The required reading is either our 2002 motion graphs paper or (recommended) the chapter on motion graphs in Lucas’ thesis, a skim through my bibliography of pre-2008 papers, and at least one additional paper. The thesis has the nice advantage that it was written a year or two later, so we could compare with other methods better and improve some of the details. There is a Moodle question to answer.
- Automated Methods for Data-Driven Synthesis of Realistic and Controllable Human Motion. Lucas Kovar. PhD thesis from Department of Computer Sciences, University of Wisconsin – Madison – 2004
The idea of concatenative synthesis (of which motion graphs are one of the simplest forms) has been around for a while. In 2002, there was an explosion of interest and several groups published papers where the graphs were built automatically. I think our paper had the easiest to understand explanation, and each of the papers were subtly different. Over time, the differences between the methods proved to be less important than their similarities (so, it’s not really worth spending time on them). If you read Lucas’ thesis, he does a bit of a comparison.

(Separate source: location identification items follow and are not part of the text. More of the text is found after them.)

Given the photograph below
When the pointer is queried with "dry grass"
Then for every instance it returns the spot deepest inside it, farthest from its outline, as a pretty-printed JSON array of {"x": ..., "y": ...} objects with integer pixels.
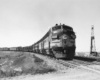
[{"x": 24, "y": 64}]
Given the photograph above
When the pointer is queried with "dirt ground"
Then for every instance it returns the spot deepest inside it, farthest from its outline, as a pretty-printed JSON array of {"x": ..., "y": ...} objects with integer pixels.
[{"x": 55, "y": 71}]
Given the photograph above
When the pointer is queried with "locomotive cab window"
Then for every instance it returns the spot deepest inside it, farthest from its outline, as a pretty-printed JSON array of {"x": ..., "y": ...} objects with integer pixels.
[
  {"x": 55, "y": 36},
  {"x": 56, "y": 28}
]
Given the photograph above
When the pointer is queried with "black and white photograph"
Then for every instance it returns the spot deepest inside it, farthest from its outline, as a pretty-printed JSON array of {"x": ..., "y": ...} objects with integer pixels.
[{"x": 49, "y": 39}]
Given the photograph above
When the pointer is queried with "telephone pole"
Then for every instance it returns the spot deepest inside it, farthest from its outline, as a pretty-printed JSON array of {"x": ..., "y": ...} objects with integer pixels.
[{"x": 93, "y": 47}]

- Motion Graphs. Lucas Kovar, Michael Gleicher, Frédéric Pighin. ACM Transcations on Graphics, Volume 21, Number 3, page 473–482 – jul 2002.
- Interactive Contol of Avatars Animated With Human Motion Data by Jehee Lee et al. SIGGRAPH 2002
- Interactive Motion Generation From Examples Okan Arkan and David Forsyth, SIGGRAPH 2002
After these, there was an explosion of motion graph papers. And it turns out, there were earlier papers we weren’t aware of. I made an annotated bibliography of many of the early papers. MotionGraphBib2008
You should pick at least one paper from there to read. However, I strongly recommend:
- Snap-Together Motion: Assembling Run-Time Animation. Michael Gleicher, Hyun Joon Shin, Lucas Kovar, Andrew Jepsen. ACM Transcations on Graphics, Volume 22, Number 3, page 702–702 – jul 2003
Because it highlights some of the issues in the early motion graphs work, and has simple enough techniques that you could try to do them for a project. And, these methods are a lot more practical than some of the fancier newer stuff.
We’ll look at the fancier newer stuff later in the class.